Thursday, June 16

Enigmas e encaixes

O resultado, a vantagem, o uso, tudo definem, validam e significam, esmagando a vida, a felicidade, a descoberta, a perplexidade da inocência que sempre possibilita transcendência, possibilita ampliação de limites, preservação da curiosidade e maravilhamento de estar no mundo com o outro.

Lembrei da historieta sobre alguém que diz a Dante Gabriel Rosseti - que estava escrevendo sobre o Santo Graal - “mas, Senhor Rosseti, quando encontrar o Santo Graal, o que vai fazer com ele?”

Para a maioria das pessoas a vida se constitui em unir pontos, descobrir trilhas de erros e de acertos, quase o equivalente de um jogo de 7 erros. Descobrir os encaixes, o adequado, o inadequado se constitui em objetivo de suas vidas. Neste propósito sempre encontram ajudas: cartilhas, programas, prospectos e mandamentos de como agir, de como não errar. No afã de sempre acertar, conseguir resultados é a tabela máxima que tudo supervisiona e determina.

Resultados diferentes do esperado ou que explicitamente demonstrem o ser desconsiderado, o ser rejeitado, são vivenciados no contexto do resultado, como tranquilidade quebrada, desarmonia estabelecida. A própria meta de ser aceito, considerado, polariza o que acontece, transformando-o em indicativo da paz quebrada, causando tristeza e mal-estar, quando na realidade o que aconteceu foi uma explicitação do quanto não é aceito e considerado apesar de toda a luta mantida para conseguir isto.

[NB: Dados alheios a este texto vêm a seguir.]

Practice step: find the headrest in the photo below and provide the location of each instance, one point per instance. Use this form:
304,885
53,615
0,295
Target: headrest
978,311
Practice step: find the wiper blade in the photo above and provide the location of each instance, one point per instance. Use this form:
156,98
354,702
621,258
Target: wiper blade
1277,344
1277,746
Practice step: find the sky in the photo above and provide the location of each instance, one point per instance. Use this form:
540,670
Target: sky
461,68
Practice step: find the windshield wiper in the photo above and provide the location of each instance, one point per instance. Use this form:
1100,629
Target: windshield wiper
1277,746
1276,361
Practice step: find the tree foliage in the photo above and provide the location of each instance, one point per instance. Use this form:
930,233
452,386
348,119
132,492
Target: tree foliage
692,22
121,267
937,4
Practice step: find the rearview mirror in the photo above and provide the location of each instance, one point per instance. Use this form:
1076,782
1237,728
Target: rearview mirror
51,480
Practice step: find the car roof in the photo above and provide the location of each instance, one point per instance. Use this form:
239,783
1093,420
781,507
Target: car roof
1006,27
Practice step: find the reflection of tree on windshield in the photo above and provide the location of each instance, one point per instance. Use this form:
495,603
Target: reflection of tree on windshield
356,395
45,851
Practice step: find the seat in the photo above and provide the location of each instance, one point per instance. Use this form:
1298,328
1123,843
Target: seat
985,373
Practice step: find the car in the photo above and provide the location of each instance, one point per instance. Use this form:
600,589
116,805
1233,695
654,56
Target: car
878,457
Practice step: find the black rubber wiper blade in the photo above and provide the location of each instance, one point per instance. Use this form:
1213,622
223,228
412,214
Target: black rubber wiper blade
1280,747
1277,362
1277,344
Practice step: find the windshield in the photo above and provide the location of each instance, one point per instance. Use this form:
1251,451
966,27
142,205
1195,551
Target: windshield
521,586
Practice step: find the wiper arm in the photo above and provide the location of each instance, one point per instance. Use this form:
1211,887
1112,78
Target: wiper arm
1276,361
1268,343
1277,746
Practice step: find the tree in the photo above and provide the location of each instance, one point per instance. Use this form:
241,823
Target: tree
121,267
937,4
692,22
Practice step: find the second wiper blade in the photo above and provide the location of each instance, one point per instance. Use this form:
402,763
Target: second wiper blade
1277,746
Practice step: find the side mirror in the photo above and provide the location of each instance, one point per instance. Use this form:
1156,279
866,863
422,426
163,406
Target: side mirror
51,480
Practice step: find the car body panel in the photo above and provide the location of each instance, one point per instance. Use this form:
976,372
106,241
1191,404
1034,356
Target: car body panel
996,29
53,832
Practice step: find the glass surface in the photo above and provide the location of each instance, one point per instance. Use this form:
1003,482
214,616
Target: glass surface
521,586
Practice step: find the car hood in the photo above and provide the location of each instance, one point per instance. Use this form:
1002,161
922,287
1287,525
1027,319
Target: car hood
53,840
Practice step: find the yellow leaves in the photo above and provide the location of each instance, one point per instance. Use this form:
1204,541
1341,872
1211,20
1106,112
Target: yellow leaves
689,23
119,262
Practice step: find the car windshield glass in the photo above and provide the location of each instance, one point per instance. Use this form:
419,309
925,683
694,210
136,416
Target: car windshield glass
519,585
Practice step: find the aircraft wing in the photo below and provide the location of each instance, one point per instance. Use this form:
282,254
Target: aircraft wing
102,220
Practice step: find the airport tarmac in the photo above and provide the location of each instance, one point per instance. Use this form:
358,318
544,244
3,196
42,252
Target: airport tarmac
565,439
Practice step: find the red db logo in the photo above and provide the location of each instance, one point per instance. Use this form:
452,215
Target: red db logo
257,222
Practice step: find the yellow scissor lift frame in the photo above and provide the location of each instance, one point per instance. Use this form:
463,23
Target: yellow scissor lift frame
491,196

Mães e pais se desesperam pela toxicomania, pelos vícios dos filhos. Isto os desagrada, os questiona, não admitindo que se trata de um processo relacional, que se trata da não aceitação e da transformação do filho em um robô, em um emblema, que, por fim, atingiu este ponto. Tristeza, frustração e decepção passam a encobrir as responsabilidades falhadas, os acordos não estabelecidos e adiados, a vida negociada e renegociada, que caracteriza suas vivências afetivas.

Não existe enigma, não existe encaixe, existe apenas a constante descoberta do estar agora no mundo com o outro, no infinito movimento que nos cerca.